Molybdenum Foil Seals
Another widely used method to seal through glass with low thermal expansion coefficient is the use of strips of thin molybdenum foil. This can be done with matched coefficients of thermal expansion. Then the edges of the strip also have to be knife sharp. The disadvantage here is that the tip of the edge which is a local point of high tensile stress reaches through the wall of the glass container. This can lead to low gas leakages. In the tube to tube knife edge seal the edge is either outside, inside, or buried into the glass wall.
Another type of seal construction is the compression seal. This type of glass-to-metal seal can be used to feed through the wall of a metal container. Here the wire is usually matched to the glass which is inside of the bore of a strong metal part with higher coefficient of thermal expansion. Compression seals can withstand extremely high pressures and physical stress such as mechanical and thermal shock. Because glass is extremely strong in compression, compression seals can withstand very high pressures.
Silver Chloride Seals
Silver chloride, which melts at 457 °C bonds to glass, metals and other materials and is used for vacuum seals. Even if it can be a convenient way to seal metal into glass it will not be a true glass to metal seal but rather a combination of a glass to silver chloride and a silver chloride to metal bond; an inorganic alternative to wax or glue bonds.
Design Aspects of Glass-to-Metal Seals
The mechanical design of a glass-to-metal seal has an important influence on the reliability of the seal. In practical glass-to-metal seals, cracks usually start at the edge of the interface between glass and metal either inside or outside the glass container. If the metal and the surrounding glass are symmetric the crack propagates in an angle away from the axis. So, if the glass envelope of the metal wire extends far enough from the wall of the container the crack will not go through the wall of the container but it will reach the surface on the same side where it started and the seal will not leak despite the crack.

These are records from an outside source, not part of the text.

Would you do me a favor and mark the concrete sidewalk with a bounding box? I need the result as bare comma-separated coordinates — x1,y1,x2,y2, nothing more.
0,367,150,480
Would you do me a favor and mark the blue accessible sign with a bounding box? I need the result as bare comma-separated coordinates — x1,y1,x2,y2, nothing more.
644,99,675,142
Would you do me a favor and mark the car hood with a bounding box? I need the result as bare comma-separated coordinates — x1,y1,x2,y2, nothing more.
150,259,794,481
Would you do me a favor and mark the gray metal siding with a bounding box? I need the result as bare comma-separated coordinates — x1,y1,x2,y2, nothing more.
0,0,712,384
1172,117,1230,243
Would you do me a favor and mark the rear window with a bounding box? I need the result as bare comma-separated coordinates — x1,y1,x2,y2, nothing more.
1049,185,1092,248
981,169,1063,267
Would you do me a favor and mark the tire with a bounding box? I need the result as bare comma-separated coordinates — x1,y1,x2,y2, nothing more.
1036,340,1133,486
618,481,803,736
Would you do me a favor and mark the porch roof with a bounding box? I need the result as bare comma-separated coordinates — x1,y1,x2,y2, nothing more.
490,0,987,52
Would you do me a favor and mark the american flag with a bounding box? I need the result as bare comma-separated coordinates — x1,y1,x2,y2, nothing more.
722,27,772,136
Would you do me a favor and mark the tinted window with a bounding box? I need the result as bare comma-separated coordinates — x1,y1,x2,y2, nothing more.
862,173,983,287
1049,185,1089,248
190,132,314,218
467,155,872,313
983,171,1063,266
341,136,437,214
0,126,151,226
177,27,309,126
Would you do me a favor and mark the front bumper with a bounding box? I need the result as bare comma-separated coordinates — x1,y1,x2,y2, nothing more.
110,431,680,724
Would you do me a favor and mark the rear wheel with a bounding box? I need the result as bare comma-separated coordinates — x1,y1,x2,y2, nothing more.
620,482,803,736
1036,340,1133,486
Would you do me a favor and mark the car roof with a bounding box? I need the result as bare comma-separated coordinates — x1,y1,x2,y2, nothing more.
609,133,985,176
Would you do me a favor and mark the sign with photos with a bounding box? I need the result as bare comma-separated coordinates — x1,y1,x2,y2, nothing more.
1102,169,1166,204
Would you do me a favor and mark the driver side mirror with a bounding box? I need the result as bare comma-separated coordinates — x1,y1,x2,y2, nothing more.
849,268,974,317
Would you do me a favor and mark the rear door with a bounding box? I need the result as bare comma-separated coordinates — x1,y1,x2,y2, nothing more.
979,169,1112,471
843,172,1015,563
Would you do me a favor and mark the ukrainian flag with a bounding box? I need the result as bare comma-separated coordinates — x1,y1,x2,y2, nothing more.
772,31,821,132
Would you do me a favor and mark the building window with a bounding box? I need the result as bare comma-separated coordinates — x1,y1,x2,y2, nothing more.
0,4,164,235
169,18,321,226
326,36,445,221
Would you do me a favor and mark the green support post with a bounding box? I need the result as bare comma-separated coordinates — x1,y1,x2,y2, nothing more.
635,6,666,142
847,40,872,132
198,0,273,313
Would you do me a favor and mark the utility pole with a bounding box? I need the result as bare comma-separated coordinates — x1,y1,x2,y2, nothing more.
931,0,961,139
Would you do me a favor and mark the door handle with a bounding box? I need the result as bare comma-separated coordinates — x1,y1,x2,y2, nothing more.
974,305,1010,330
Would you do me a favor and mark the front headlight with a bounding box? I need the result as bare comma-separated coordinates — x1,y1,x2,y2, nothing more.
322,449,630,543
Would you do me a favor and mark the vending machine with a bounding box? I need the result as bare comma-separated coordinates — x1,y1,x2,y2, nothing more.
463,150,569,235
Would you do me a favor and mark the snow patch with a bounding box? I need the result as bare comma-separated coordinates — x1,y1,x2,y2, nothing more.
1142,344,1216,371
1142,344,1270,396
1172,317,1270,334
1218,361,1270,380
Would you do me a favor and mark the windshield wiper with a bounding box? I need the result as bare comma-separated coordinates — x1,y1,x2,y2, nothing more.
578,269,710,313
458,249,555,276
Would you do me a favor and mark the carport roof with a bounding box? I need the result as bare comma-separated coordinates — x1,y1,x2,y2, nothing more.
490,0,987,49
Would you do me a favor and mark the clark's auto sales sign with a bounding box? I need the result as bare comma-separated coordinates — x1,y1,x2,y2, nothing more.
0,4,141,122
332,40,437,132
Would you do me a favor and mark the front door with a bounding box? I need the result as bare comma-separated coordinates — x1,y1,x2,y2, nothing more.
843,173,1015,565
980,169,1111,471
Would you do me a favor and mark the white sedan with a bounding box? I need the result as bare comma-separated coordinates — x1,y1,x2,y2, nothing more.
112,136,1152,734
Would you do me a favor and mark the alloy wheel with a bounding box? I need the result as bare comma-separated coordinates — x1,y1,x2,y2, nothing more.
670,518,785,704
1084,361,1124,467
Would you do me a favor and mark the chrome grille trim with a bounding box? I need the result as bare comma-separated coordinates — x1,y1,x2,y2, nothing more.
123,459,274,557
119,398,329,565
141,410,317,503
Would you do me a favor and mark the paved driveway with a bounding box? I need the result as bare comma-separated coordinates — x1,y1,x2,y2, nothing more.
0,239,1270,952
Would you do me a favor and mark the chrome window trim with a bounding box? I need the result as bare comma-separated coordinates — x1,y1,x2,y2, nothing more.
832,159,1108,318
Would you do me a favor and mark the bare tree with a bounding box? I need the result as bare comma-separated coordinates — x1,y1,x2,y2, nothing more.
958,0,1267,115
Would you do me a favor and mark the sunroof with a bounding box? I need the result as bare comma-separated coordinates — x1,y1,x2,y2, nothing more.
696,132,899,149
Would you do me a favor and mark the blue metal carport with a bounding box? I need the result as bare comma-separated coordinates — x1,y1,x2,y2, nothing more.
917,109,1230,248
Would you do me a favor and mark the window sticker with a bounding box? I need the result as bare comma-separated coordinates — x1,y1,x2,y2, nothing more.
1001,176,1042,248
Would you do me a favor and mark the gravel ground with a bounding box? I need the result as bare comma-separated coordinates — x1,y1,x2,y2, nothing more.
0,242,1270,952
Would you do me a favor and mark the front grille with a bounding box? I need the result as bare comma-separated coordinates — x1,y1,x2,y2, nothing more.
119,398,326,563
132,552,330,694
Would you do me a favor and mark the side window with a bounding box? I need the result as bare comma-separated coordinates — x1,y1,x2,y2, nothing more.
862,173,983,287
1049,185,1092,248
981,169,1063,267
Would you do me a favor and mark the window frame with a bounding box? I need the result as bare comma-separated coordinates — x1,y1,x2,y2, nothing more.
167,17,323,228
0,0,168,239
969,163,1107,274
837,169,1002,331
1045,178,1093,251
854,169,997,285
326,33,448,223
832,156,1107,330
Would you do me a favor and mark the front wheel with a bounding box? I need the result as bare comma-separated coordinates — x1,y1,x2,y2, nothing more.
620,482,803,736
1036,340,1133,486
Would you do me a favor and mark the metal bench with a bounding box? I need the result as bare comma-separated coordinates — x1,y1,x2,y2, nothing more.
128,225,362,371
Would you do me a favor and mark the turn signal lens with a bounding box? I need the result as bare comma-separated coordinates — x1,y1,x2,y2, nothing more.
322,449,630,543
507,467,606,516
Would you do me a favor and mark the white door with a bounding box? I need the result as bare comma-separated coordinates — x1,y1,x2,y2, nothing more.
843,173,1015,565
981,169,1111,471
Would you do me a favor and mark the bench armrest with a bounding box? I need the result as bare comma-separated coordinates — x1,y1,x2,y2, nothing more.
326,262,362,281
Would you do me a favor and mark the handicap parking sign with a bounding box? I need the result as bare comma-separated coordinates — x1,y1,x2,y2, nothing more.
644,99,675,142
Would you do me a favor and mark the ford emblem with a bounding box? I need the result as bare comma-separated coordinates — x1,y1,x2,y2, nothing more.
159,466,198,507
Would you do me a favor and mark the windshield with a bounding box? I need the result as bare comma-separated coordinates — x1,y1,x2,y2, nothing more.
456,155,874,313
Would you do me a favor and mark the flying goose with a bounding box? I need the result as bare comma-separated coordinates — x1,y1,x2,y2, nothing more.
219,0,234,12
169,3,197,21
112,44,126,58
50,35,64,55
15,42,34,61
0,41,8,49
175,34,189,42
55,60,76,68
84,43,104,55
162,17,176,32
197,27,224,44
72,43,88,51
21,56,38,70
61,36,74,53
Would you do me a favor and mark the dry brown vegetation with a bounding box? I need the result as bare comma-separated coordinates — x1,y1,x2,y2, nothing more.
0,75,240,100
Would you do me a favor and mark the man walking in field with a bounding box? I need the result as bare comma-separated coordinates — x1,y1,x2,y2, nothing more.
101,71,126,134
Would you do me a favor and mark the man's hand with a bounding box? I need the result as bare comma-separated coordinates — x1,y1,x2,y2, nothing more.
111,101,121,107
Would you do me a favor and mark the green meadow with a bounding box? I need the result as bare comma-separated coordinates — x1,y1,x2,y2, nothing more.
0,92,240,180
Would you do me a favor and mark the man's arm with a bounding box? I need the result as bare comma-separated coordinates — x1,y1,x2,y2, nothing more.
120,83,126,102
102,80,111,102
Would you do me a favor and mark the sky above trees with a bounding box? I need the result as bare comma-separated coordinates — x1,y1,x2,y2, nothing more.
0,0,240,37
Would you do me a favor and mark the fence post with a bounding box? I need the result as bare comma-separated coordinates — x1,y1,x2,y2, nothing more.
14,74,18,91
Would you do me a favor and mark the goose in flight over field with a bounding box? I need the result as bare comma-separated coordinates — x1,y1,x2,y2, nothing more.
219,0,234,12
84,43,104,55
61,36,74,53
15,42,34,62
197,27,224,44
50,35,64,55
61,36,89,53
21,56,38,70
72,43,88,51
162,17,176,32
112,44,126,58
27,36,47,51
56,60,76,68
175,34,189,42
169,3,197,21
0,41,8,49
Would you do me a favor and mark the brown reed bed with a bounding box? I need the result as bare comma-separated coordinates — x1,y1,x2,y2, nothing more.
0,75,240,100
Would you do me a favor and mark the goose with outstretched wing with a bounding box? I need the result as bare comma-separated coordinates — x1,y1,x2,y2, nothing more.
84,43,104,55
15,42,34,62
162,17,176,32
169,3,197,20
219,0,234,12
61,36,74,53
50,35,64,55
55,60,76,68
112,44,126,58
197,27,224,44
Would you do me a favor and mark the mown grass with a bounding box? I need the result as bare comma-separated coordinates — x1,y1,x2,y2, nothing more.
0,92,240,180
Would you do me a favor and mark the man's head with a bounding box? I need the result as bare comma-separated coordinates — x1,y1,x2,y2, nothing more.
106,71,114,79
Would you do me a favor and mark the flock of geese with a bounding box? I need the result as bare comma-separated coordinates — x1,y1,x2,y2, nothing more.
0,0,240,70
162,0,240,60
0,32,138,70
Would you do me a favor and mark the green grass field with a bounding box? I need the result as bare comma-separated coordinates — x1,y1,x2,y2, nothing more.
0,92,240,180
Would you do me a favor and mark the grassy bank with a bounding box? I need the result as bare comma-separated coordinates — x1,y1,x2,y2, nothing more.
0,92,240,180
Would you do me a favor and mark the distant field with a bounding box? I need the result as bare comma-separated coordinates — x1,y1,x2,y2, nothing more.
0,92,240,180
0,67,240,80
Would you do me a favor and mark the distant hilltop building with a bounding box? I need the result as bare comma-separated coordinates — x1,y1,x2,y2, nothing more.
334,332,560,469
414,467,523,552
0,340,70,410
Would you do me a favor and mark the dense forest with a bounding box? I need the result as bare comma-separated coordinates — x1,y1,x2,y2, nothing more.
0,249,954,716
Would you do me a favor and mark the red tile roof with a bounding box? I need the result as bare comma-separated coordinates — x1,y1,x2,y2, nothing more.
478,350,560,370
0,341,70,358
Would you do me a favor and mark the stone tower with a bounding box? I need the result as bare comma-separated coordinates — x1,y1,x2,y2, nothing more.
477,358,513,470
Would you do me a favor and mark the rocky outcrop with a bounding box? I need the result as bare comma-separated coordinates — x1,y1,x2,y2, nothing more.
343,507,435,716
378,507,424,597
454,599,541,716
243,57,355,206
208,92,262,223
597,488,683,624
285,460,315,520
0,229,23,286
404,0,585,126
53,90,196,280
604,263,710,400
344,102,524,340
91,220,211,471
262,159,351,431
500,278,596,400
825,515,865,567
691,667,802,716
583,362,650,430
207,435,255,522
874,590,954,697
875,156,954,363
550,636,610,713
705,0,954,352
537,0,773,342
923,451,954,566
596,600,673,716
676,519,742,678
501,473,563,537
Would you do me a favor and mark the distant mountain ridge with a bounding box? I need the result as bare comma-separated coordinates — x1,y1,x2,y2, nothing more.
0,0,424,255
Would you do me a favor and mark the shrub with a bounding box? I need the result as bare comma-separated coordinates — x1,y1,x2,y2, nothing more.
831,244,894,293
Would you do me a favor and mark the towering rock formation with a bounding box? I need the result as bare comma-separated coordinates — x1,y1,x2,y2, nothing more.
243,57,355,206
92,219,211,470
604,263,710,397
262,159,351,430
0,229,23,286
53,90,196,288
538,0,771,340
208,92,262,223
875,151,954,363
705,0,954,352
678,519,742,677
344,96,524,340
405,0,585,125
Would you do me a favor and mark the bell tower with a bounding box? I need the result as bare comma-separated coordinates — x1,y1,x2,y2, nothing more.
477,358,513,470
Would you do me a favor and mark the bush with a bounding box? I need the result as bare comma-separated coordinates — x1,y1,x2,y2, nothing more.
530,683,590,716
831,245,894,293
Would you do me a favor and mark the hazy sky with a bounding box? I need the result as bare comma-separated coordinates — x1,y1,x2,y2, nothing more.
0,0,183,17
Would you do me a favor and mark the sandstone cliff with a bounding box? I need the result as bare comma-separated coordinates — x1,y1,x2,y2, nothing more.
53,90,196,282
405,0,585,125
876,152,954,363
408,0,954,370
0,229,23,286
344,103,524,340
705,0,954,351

Another important aspect is the wetting of the metal by the glass. If the thermal expansion of the metal is higher than the thermal expansion of the glass like with the Housekeeper seal, a high contact angle - bad wetting - means that there is a high tensile stress in the surface of the glass near the metal. Such seals usually break inside the glass and leave a thin cover of glass on the metal. If the contact angle is low - good wetting - the surface of the glass is everywhere under compression stress like an enamel coating. Ordinary soda-lime glass does not flow on copper at temperatures below the melting point of the copper and, thus, does not give a low contact angle. The solution is to cover the copper with a solder glass which has a low melting point and does flow on copper and then to press the soft soda-lime glass onto the copper. The solder glass must have a coefficient of thermal expansion which is equal or a little lower than that of the soda-lime glass. Classically high lead containing glasses are used, but it is also possible to substitute these by multi-component glasses.